Fabric, wadding, thread
235 x 150 x 20 cm
Courtesy of Hoda Tawakol
What motivates you to wake up every morning?
Living in the now and being rooted in my life as a woman, a wife, a mother motivates me to wake up every morning. Of course, being an artist and my work as an artist is an intense driver in my life. Since the age of 11, I wanted to study art. Because of familiar circumstances, I had to forget about studying art and chose a path that would assure me a stable income. I ended up studying business and economics. Following my studies, I started working in marketing in a big company and I stayed there over 12 years. When I got pregnant with my first son, I started questioning my carrier and the desire to go back to my first impulse to study art got bigger from year to year. When I got my second son, I was ready to quit my “comfortable” job and to apply at the university of fine arts in Hamburg. I was accepted at the university although I was by far the oldest student with my 38 years. My fellow students used to call me “Mom”. I feel very privileged to do what I always wanted to do. Being in my studio, preparing a show or creating a new piece is what I burn for.

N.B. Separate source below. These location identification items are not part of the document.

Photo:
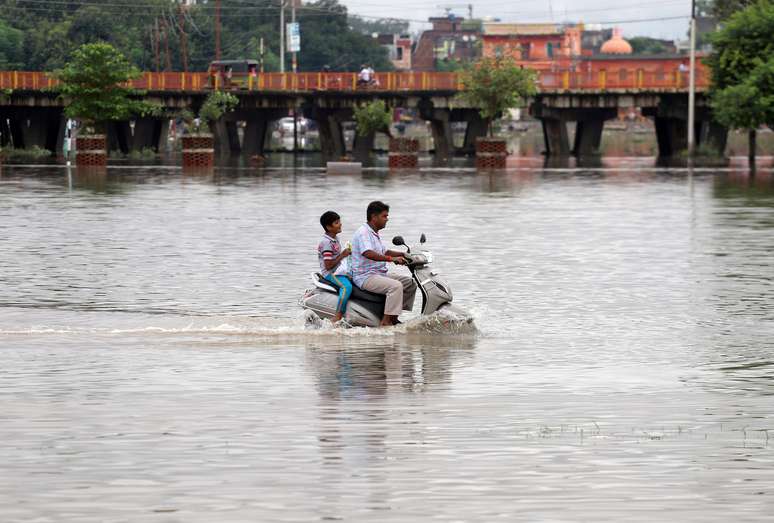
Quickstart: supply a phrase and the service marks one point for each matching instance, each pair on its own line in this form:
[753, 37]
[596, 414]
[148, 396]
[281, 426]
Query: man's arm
[330, 263]
[388, 256]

Ink on paper, 119 x 89 x 8,5 cm
Credits: Rebekka Seubert
What are you working on at the moment?
I am currently working on an exhibition planned to open in Januray 2021 at the Institut Francais (French Institute) in Berlin in January 2021. The curator, Liberty Adrien, invited me to show my work in an unusual setting; the windows of the Institut Francais. The exhibition will only be visible from the street. Many exhibition spaces had to close in Germany because of the pandemic and exhibiting in windows is a good way to outwit the new regulations during the pandemic. The windows of the institute extend over 23 meters and are located at the Kudamm in Berlin.
I plan to develop a new series of Lures and a series of oversized objects resembling fragmented bodies. It is interesting to show works in a long window instead of a “normal” exhibition space. Pieces will be show cased in a different way, it will be more blunt, more direct, thus more hermetic as it is kept behind a window and not accessible. It is interesting for me to reflect on the representation of the female body and on the interaction of the viewer with the object in such a setting.